Montag 16.04.07, 16:00 Uhr
Polit-Café Azzoncao:

„Fanprojektleiter von Schalke 04 organisiert rechte Kulturevents“


Die Antifa-Gruppe Azzoncao schreibt: »Am 8. April 2007 sollte im Bochumer „Zwischenfall“ das „Black Easter Festival“ stattfinden. Nach Protesten von AntifaschistInnen, sagte die Lokalität das Festival der Gruppe „[krankpop]“ ab. Diese verlegte das Konzert mit anschließender Neofolk Industrial Party in die „Rockfabrik“ nach Übach-Palenberg bei Aachen.
Grund des antifaschistischen Protestes war der Auftritt der französischen Militär-Pop Band „Dernière Volonté“. Diese Band befindet sich seit Jahren wegen ihrer positiven Bezugnahme auf faschistische „Größen“ und Inhalte in der öffentlichen Kritik. Ihre Zusammenarbeit mit eindeutig rechten Bands wie z.B. „Der Blutharsch“ und dessen Label „HAURUCK!“ stellt sie in eine Reihe mit anderen martialischen und kriegsverherrlichenden Musikprojekten aus dem rechten Rand der sogenannten „Schwarzen Szene“.

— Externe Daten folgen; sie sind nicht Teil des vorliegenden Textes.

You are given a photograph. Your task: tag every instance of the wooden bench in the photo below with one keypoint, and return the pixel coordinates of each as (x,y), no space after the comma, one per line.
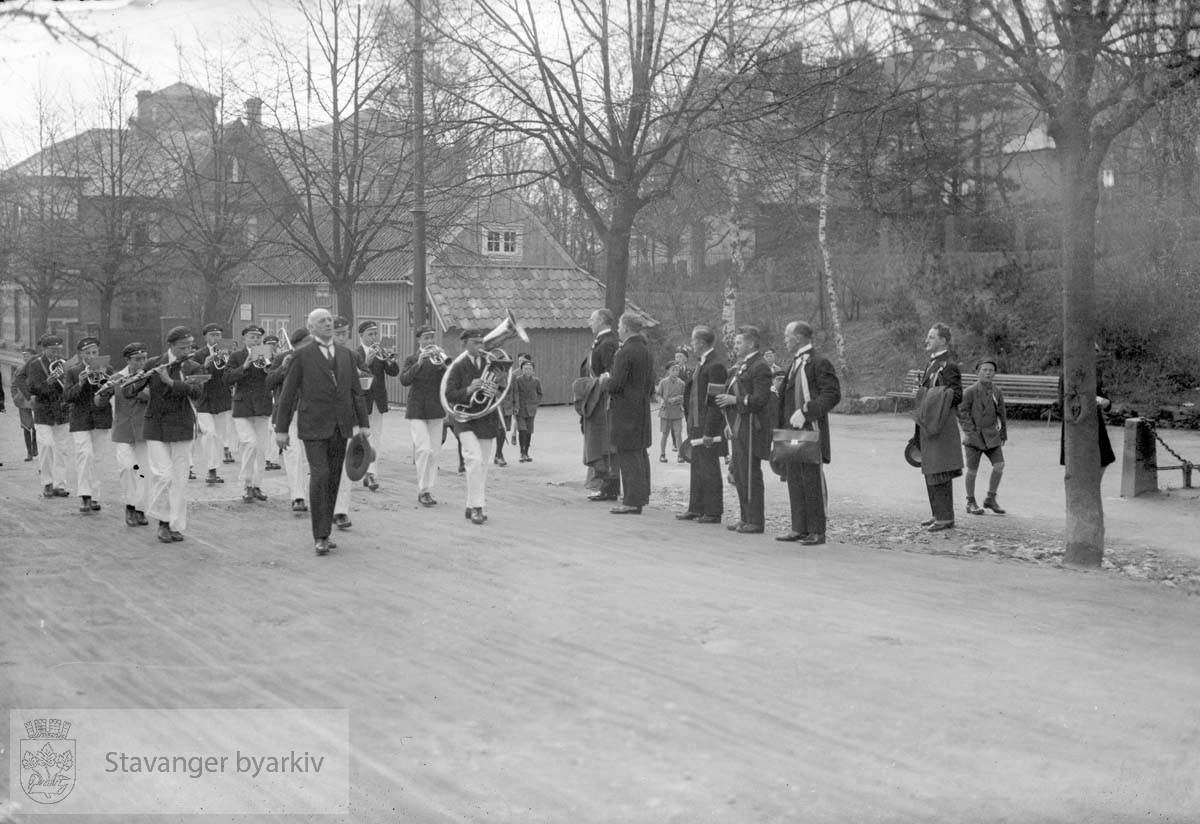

Die sechsköpfige Veranstaltergruppe [krankpop] ist die Fortführung der 1997 gegründeten „Ignis Et Ferrum“-Organisation. Diese Gruppe war schon einige Male Szenekennern aufgefallen, da auf ihren Veranstaltungen rechte Zeitschriften angeboten wurden und sie Release-Partys für rechte Szene-Bands organisierte – So auch im Dezember 2003 für ein Nachfolgeprojekt („Ostara“) der neonazistischen Band „Strength Through Joy“ („Kraft durch Freude“) im Bochumer Zwischenfall. Über die politischen Hintergründe dieser Band wussten die Organisatoren von „Ignis Et Ferrum“ gut Bescheid. Sie sagten damals die Veranstaltung ab. Nicht jedoch aus inhaltlichen Überlegungen, sondern weil man “keinen Ärger mit der Antifa“ wolle.
Dieses Statement stammt von Marcus Dehnke. Damals wie heute tritt er als DJ und Sprecher für „Ignis Et Ferrum“, jetzt [krankpop], auf.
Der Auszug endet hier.